Radicchio and Red Cabbage

Start to finish: 1 hour 15 minutes (45 minutes largely hands off time)

Serves 12 to 16

2 medium heads radicchio

1 head red cabbage

1/2 cup fresh orange juice

1/4 cup fresh lemon juice

2 tablespoons balsamic vinegar

1/4 cup (1/2 stick) unsalted butter

2 red onions, halved and thinly sliced

1/4 teaspoon red pepper flakes, or more to taste

1 teaspoon ground coriander

Kosher salt and freshly ground pepper to taste

1 cup red wine

1/4 cup Madeira

2 tablespoons honey

2 teaspoons fresh thyme leaves

Quarter and core the radicchio and cabbage, and very thinly slice both vegetables. Place the radicchio and cabbage in a large bowl. Sprinkle the orange juice, lemon juice and balsamic vinegar over them, give a very generous sprinkling of salt, and toss. (This will look like a large quantity of vegetables, which it is, but keep in mind it will reduce by almost half when cooked.) Set aside, and give the mixture a toss every once in a while, while you saute the onions; you can cover the bowl and refrigerate it overnight if you like.

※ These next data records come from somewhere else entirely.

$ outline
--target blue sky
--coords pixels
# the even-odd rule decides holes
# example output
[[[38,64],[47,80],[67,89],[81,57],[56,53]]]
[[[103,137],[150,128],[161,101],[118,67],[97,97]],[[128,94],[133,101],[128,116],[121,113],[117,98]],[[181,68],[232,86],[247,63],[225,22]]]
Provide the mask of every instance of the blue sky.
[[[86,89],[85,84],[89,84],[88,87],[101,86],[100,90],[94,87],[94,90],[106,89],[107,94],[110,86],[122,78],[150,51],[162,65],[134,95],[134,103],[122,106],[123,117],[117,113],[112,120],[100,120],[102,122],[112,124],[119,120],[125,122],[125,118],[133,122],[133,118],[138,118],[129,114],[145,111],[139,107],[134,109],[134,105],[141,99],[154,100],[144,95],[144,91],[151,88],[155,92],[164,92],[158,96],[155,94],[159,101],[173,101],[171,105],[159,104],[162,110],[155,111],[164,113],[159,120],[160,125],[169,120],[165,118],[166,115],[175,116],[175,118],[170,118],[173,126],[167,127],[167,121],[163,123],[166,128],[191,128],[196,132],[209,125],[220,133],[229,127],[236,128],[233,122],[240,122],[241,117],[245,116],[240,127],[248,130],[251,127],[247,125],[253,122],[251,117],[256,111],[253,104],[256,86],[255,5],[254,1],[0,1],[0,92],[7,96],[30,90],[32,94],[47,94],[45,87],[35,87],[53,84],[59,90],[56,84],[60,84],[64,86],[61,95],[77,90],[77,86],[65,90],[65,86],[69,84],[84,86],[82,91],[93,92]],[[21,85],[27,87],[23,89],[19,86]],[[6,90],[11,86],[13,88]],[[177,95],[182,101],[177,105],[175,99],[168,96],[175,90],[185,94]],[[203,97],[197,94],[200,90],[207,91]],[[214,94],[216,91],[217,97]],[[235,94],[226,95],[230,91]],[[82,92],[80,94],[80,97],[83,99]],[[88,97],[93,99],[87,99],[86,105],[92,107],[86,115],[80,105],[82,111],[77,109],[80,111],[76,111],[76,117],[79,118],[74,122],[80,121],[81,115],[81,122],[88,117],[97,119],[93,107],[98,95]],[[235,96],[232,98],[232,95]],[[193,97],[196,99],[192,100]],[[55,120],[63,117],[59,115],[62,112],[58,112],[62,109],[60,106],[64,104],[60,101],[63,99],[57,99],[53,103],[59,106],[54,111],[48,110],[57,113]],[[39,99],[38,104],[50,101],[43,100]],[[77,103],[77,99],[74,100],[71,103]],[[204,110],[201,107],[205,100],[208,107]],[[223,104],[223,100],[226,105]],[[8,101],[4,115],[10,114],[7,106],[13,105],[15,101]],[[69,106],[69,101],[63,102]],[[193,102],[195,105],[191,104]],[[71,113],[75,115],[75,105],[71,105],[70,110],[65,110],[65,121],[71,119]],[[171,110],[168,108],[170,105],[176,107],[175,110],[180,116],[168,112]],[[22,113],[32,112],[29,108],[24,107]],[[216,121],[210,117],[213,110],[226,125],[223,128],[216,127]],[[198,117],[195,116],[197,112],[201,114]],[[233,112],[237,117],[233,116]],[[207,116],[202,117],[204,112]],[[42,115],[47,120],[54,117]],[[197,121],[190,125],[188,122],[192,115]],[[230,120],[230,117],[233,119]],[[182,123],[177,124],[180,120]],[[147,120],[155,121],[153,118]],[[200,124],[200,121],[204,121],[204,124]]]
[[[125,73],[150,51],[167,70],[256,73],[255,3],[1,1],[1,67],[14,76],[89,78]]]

Melt the butter in a large, heavy pot or Dutch oven over medium heat. Add the onion, red pepper flakes, coriander, and salt and pepper. Cook, stirring frequently, for about 12 minutes, until the onions are very soft and lightly browned. Stir in the red wine, Madeira, honey and thyme, and bring to a simmer. Simmer for 5 minutes, and then stir in the radicchio, cabbage and citrus juices. Simmer over medium-low heat for about 45 minutes, stirring occasionally, until the vegetables are wilted and very tender and the liquid has reduced and thickened a bit. Taste and adjust the seasoning. Serve hot or warm.

Nutrition information per serving: 100 calories; 36 calories from fat; 4 g fat (2 g saturated; 0 g trans fats); 10 mg cholesterol; 102 mg sodium; 12 g carbohydrate; 2 g fiber; 7 g sugar; 1 g protein.